Il vero problema? A Roma non c'è un ecosistema di sharing mobility
A Roma nulla di tutto questo. A Roma - dopo aver visto il trattamento che la città aveva riservato alle biciclette di qualche sparuto bike sharing privato - migliaia e migliaia di monopattini sono stati consegnati nelle mani di una popolazione totalmente impreparata, immatura rispetto ai principi del mobility sharing. i risultati sono sotto gli occhi di tutti e, dopo alcuni feriti, si aspettano purtroppo incidenti più gravi. Ma la cosa più brutta in questo momento è che l’atmosfera per i veri utenti della mobilità leggera (non i ragazzini annoiati che giocano a fare le gare) è peggiorata: andare in bici specie la sera è diventato insidioso. Davvero un bel risultato...
Incubo monopattini. Come provare a risolvere?

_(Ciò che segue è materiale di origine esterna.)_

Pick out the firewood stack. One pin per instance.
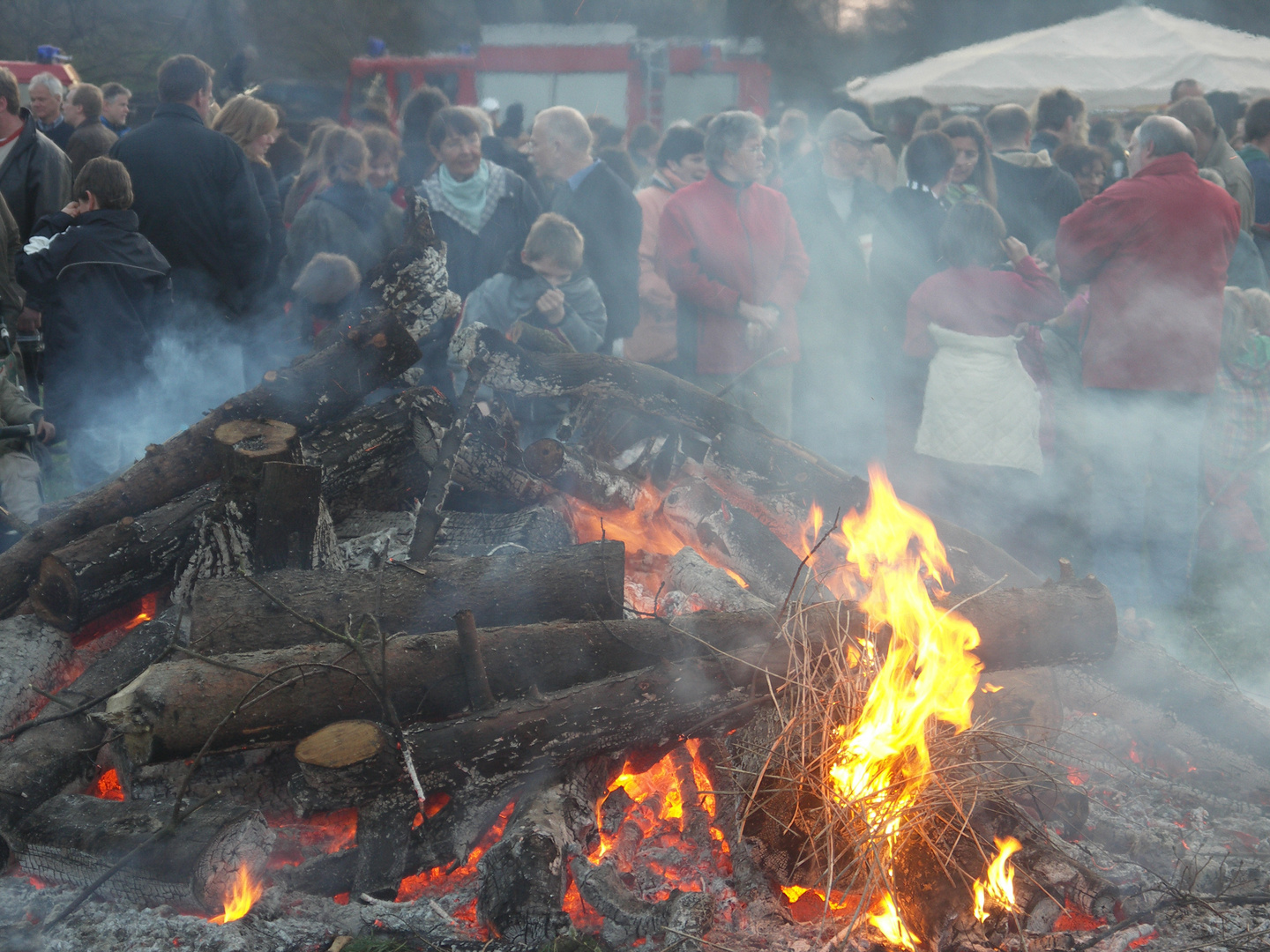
(429, 692)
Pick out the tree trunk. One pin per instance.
(376, 458)
(117, 564)
(736, 539)
(585, 582)
(173, 707)
(580, 475)
(36, 655)
(320, 387)
(74, 838)
(42, 761)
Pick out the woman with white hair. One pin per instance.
(735, 259)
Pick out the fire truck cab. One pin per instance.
(597, 69)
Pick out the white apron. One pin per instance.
(981, 405)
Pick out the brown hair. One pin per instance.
(108, 181)
(982, 176)
(88, 98)
(557, 238)
(245, 118)
(182, 78)
(972, 235)
(380, 141)
(343, 153)
(9, 90)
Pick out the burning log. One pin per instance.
(376, 458)
(525, 874)
(735, 537)
(118, 564)
(74, 838)
(580, 475)
(45, 759)
(585, 582)
(36, 654)
(319, 387)
(175, 706)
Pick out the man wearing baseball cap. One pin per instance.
(837, 398)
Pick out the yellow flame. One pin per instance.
(997, 886)
(886, 919)
(891, 553)
(240, 897)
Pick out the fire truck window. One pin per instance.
(446, 81)
(602, 93)
(689, 95)
(531, 89)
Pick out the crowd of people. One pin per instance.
(1050, 334)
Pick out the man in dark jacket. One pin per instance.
(591, 196)
(106, 291)
(1154, 250)
(837, 392)
(83, 109)
(906, 253)
(34, 175)
(1033, 193)
(196, 198)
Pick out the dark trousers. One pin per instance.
(1143, 492)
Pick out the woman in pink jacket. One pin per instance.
(733, 258)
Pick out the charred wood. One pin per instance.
(577, 473)
(583, 582)
(319, 387)
(74, 838)
(117, 564)
(41, 762)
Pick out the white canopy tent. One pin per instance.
(1124, 58)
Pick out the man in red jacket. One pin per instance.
(1154, 249)
(733, 257)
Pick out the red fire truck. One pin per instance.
(597, 69)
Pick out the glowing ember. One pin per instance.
(998, 883)
(240, 897)
(444, 880)
(107, 786)
(886, 556)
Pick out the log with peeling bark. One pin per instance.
(525, 874)
(173, 707)
(736, 539)
(377, 457)
(45, 759)
(512, 588)
(317, 389)
(578, 473)
(74, 838)
(118, 564)
(172, 710)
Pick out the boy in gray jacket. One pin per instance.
(542, 290)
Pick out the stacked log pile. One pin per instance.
(511, 671)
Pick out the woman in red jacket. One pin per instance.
(733, 257)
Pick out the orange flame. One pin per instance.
(886, 556)
(107, 786)
(240, 897)
(997, 886)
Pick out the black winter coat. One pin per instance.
(906, 253)
(474, 257)
(197, 201)
(106, 292)
(1034, 198)
(611, 224)
(837, 309)
(36, 176)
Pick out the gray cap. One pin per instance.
(845, 123)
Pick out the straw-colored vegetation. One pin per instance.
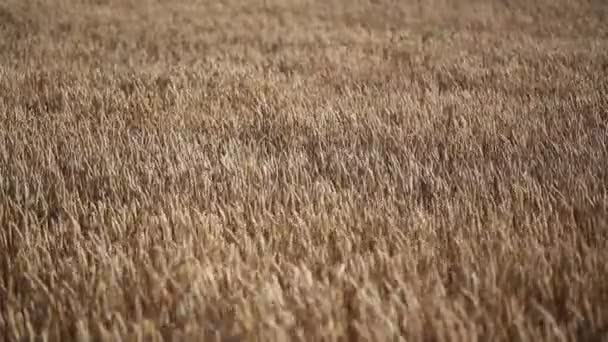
(304, 170)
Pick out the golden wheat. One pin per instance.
(304, 170)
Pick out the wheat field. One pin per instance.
(303, 170)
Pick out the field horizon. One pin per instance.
(273, 170)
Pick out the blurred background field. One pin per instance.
(304, 170)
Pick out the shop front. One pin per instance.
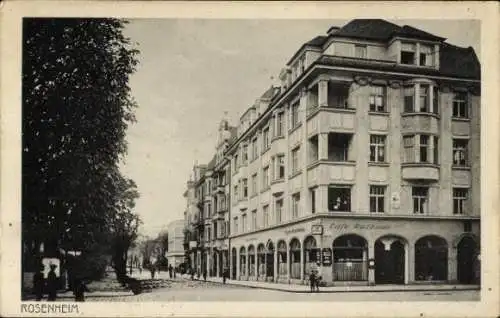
(362, 251)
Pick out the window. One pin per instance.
(265, 177)
(407, 53)
(460, 107)
(377, 148)
(265, 215)
(360, 51)
(424, 148)
(295, 159)
(420, 200)
(339, 198)
(409, 99)
(254, 219)
(425, 55)
(460, 153)
(244, 155)
(255, 154)
(459, 200)
(424, 99)
(312, 193)
(377, 99)
(280, 170)
(279, 211)
(245, 188)
(254, 184)
(436, 150)
(294, 114)
(377, 199)
(265, 139)
(295, 205)
(244, 223)
(236, 162)
(435, 100)
(279, 124)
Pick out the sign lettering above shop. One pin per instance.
(358, 226)
(295, 230)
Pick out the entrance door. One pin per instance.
(233, 269)
(389, 264)
(466, 257)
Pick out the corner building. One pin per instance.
(365, 160)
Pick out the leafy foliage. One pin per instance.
(76, 110)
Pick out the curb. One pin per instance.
(351, 290)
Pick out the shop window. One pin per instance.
(377, 199)
(459, 200)
(460, 152)
(377, 148)
(420, 196)
(460, 105)
(378, 99)
(265, 215)
(339, 199)
(360, 51)
(338, 146)
(431, 259)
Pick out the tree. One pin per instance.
(76, 109)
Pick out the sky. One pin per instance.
(192, 71)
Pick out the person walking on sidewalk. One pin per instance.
(52, 283)
(79, 290)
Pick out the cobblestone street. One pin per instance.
(186, 290)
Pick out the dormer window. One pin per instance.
(360, 51)
(408, 53)
(425, 55)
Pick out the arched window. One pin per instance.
(431, 259)
(295, 259)
(350, 258)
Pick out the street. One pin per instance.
(185, 290)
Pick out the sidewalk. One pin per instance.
(294, 288)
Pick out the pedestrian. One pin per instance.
(79, 289)
(38, 283)
(52, 283)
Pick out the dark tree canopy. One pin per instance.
(76, 110)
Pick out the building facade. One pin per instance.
(175, 253)
(364, 161)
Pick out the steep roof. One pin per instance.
(381, 30)
(459, 61)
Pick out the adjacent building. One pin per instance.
(365, 161)
(175, 253)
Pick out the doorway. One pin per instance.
(389, 261)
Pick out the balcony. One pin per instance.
(422, 122)
(420, 171)
(326, 172)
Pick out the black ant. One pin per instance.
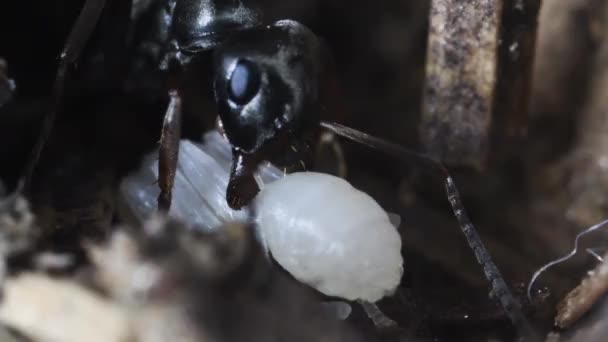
(268, 91)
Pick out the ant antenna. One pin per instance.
(499, 288)
(79, 35)
(565, 257)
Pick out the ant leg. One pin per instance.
(380, 320)
(169, 150)
(242, 186)
(499, 288)
(77, 39)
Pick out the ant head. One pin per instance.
(266, 83)
(203, 24)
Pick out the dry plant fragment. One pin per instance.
(583, 297)
(54, 310)
(462, 56)
(478, 75)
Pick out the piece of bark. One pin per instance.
(580, 300)
(514, 76)
(461, 67)
(52, 310)
(478, 73)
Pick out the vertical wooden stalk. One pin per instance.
(461, 67)
(479, 64)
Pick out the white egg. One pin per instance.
(330, 236)
(318, 227)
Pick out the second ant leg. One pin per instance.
(169, 150)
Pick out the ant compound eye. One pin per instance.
(244, 82)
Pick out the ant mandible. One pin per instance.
(268, 94)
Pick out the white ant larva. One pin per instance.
(318, 227)
(331, 236)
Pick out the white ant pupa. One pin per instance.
(318, 227)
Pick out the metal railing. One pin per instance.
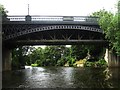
(54, 18)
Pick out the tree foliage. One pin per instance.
(3, 11)
(110, 23)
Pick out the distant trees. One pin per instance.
(110, 23)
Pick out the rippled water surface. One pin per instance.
(62, 77)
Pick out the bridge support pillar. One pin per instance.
(6, 59)
(112, 59)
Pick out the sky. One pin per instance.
(57, 7)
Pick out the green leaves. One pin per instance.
(110, 24)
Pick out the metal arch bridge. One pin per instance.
(48, 30)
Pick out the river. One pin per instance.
(62, 77)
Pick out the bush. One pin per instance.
(100, 63)
(34, 65)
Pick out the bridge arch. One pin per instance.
(53, 27)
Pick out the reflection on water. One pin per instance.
(62, 77)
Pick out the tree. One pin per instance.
(3, 12)
(110, 25)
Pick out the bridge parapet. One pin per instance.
(54, 18)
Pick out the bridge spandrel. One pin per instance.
(51, 29)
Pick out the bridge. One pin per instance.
(49, 30)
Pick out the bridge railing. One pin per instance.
(54, 18)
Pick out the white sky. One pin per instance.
(57, 7)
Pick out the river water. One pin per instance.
(62, 77)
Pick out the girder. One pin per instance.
(28, 30)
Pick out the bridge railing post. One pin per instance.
(28, 18)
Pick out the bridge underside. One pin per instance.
(58, 37)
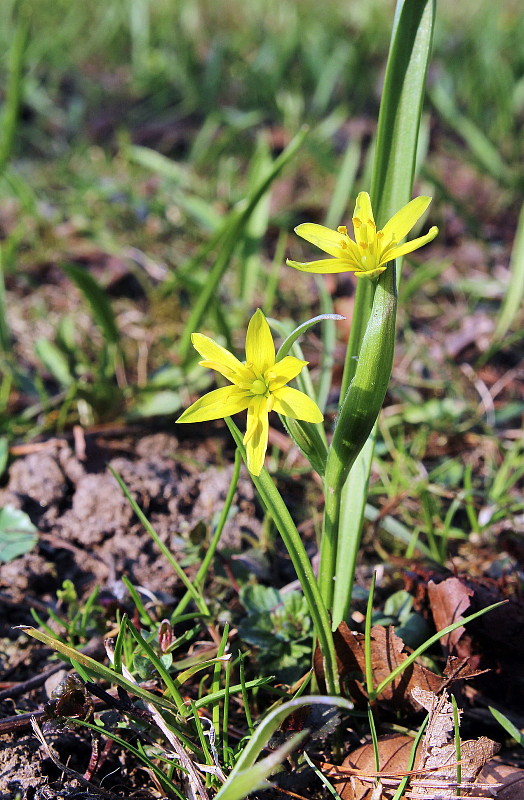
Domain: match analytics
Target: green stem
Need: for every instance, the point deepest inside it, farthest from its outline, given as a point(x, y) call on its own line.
point(275, 506)
point(202, 571)
point(359, 411)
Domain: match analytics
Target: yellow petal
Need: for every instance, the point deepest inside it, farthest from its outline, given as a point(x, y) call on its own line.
point(256, 435)
point(260, 348)
point(363, 211)
point(325, 265)
point(401, 223)
point(217, 404)
point(414, 244)
point(284, 371)
point(331, 242)
point(215, 356)
point(292, 403)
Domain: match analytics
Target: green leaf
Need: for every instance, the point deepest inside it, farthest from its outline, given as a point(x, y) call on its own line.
point(97, 299)
point(18, 535)
point(391, 189)
point(288, 343)
point(54, 361)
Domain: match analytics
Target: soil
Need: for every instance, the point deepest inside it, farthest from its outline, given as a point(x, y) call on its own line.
point(89, 535)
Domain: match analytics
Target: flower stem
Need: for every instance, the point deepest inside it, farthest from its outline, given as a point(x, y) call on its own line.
point(358, 413)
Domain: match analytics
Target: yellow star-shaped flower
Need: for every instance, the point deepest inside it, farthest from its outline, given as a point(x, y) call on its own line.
point(371, 251)
point(259, 385)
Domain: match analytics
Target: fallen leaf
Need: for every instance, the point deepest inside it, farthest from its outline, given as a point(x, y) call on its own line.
point(510, 780)
point(356, 776)
point(387, 652)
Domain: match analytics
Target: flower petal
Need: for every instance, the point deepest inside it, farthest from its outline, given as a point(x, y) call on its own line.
point(215, 356)
point(331, 242)
point(370, 273)
point(217, 404)
point(324, 266)
point(414, 244)
point(363, 210)
point(284, 371)
point(260, 348)
point(256, 435)
point(401, 223)
point(292, 403)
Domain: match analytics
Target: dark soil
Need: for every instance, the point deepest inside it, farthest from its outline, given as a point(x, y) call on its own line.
point(88, 534)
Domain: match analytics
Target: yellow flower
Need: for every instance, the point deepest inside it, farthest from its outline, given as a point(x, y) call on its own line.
point(259, 385)
point(371, 251)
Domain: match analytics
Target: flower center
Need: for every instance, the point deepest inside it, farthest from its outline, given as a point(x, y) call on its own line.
point(258, 387)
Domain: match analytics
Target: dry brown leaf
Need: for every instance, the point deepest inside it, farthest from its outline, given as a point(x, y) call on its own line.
point(387, 652)
point(438, 758)
point(449, 600)
point(511, 778)
point(355, 778)
point(435, 772)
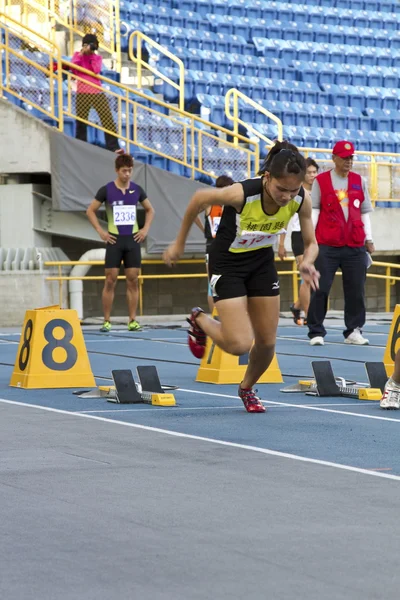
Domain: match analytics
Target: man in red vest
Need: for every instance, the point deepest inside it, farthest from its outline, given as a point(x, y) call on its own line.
point(341, 207)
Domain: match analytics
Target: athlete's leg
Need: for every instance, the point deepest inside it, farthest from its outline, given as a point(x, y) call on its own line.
point(132, 291)
point(303, 301)
point(264, 317)
point(108, 292)
point(226, 332)
point(210, 299)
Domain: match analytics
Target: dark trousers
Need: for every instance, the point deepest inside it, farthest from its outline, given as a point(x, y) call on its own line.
point(353, 263)
point(84, 102)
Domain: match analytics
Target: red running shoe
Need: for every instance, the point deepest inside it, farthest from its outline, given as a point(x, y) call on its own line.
point(251, 402)
point(196, 336)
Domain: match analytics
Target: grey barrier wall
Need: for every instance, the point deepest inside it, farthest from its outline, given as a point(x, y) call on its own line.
point(78, 170)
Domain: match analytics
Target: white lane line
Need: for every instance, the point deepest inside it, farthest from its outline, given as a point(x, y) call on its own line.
point(156, 409)
point(304, 406)
point(187, 436)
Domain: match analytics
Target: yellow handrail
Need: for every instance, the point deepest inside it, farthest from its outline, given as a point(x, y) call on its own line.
point(138, 59)
point(235, 95)
point(52, 12)
point(191, 129)
point(388, 277)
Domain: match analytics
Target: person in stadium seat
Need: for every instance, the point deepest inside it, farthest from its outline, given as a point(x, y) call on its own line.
point(123, 237)
point(391, 394)
point(91, 96)
point(341, 207)
point(299, 308)
point(242, 270)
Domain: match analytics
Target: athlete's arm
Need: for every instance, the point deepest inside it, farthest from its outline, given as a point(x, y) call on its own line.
point(92, 216)
point(307, 269)
point(141, 235)
point(281, 248)
point(232, 195)
point(199, 223)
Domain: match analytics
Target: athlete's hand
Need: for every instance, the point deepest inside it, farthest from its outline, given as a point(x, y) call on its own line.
point(282, 252)
point(310, 275)
point(107, 237)
point(140, 235)
point(370, 247)
point(172, 254)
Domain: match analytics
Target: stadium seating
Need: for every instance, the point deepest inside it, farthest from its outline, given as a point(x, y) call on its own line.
point(326, 68)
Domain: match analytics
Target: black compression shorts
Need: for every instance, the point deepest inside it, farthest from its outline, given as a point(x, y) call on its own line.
point(297, 243)
point(125, 250)
point(250, 274)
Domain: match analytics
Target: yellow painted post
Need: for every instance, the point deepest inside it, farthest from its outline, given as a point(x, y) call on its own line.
point(387, 289)
point(117, 45)
point(374, 180)
point(193, 156)
point(60, 286)
point(139, 58)
point(141, 283)
point(294, 281)
point(236, 118)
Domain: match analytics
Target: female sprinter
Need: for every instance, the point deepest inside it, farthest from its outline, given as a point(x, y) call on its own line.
point(242, 272)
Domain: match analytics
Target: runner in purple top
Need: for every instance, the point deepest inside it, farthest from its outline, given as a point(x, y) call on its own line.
point(121, 198)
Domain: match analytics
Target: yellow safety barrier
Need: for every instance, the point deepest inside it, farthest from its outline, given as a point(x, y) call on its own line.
point(232, 98)
point(136, 41)
point(197, 145)
point(393, 343)
point(389, 278)
point(76, 17)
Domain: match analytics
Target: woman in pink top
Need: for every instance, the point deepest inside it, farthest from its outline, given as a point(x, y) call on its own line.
point(90, 95)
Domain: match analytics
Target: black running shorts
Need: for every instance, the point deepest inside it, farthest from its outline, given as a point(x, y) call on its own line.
point(125, 250)
point(250, 274)
point(297, 243)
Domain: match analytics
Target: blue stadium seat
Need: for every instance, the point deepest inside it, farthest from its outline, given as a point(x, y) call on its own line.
point(327, 74)
point(249, 65)
point(344, 74)
point(384, 57)
point(361, 75)
point(316, 15)
point(322, 34)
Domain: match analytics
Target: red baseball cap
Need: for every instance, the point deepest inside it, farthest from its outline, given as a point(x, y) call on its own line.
point(344, 149)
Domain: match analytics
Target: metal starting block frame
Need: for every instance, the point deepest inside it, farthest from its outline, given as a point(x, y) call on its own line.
point(326, 384)
point(126, 391)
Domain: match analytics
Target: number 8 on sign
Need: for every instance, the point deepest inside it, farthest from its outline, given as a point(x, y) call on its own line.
point(25, 351)
point(64, 343)
point(393, 342)
point(52, 352)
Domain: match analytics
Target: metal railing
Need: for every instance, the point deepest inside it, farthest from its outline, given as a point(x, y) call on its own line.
point(233, 96)
point(137, 40)
point(388, 277)
point(147, 123)
point(76, 17)
point(199, 146)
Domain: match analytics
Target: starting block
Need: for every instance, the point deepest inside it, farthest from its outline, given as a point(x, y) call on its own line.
point(148, 391)
point(326, 384)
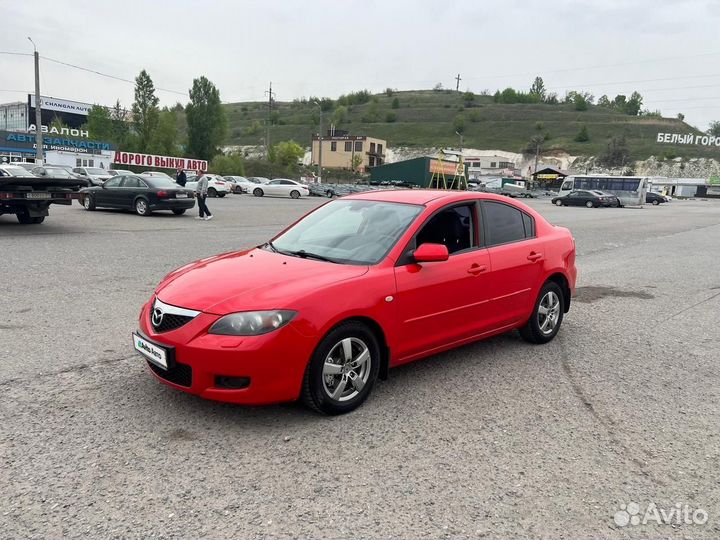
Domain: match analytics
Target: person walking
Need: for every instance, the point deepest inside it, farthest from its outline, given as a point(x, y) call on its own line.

Quali contromisure possono essere rapidamente prese contro questo autentico scempio che ben presto, oltre a ulteriori incidenti, inizierà a portare morti e renderà sempre più infrequentabile il centro per chi si muove a piedi e in bici?
Qualche idea:
1. Obbligare gli operatori a aumentare di molto i costi di noleggio orari rendendo invece piuttosto vantaggiosi gli abbonamenti. In questo modo il servizio resterà appetibile per i turisti, per chi usa davvero i monopattini per lavoro ma non per i depensanti che lo usano due ore la sera per cazzeggiare.
2. Escludere i monopattini dalle aree pedonali. Molto complicato a livello normativo e molto complicato da far rispettare però.
3. Incrementare di molto controlli e multe (ieri alcuni ragazzi dicevano “aho c’ha fermato a Munigibale e c’ha fatto scenne perché eravamondue”: beh non ti deve fare scendere, ti deve fare scendere e farti 250 euro di multa; poi forse te la fai finita)
4. Obbligare gli operatori implementare un blocco sui monopattini oltre una certo peso (120kg ad esempio) in modo da rendere impossibile il costume di usarlo in due
5. Obbligare ad un limite di età. Misura antipatica ovviamente (ci vanno di mezzo i giovanissimi che però sono persone per bene) che non risolve il fatto che molti coglioni su due ruote sono ben più che maggiorenni
6. Imporre al funzionamento degli apparecchi un limite orario. Altra misura antipatica, ma se le cose continuano così sarebbe opportuno chiedere agli operatori di spengere i trabiccoli tra mezzanotte e le sei
7. Vietare agli operatori (come fanno oggi, vedasi la app di Lime) di incoraggiare con sistemi di pagamento e di sblocco vantaggiosi le “corse di gruppo”. Che saranno anche divertenti ma sono molto pericolose sia per chi le fa sia per chi le deve subire come appunto chi cerca di transitare in bici o a piedi.
Tutto ad ogni modo potrebbe essere in qualche modo inutile se, come prevediamo, gli apparecchi verranno danneggiati così tanto dal poco corretto utilizzo che se ne fa da costringere le compagnie a sospendere o a modificare radicalmente il servizio.
Beninteso - per chiudere - siamo stati tutti giovani e abbiamo fatto tutti scemate per divertirci anche oltre i limiti. Ma qui la sensazione è che nella totale irresponsabilità si sia consegnato nelle mani di migliaia di ragazzini uno strumento profondamente pericoloso per loro e per gli altri. Il problema non sono i diciassettenni mentecatti e lobotomizzati (tutti più o meno lo siamo stati), il problema è cosa possono o non possono fare. Si intervenga.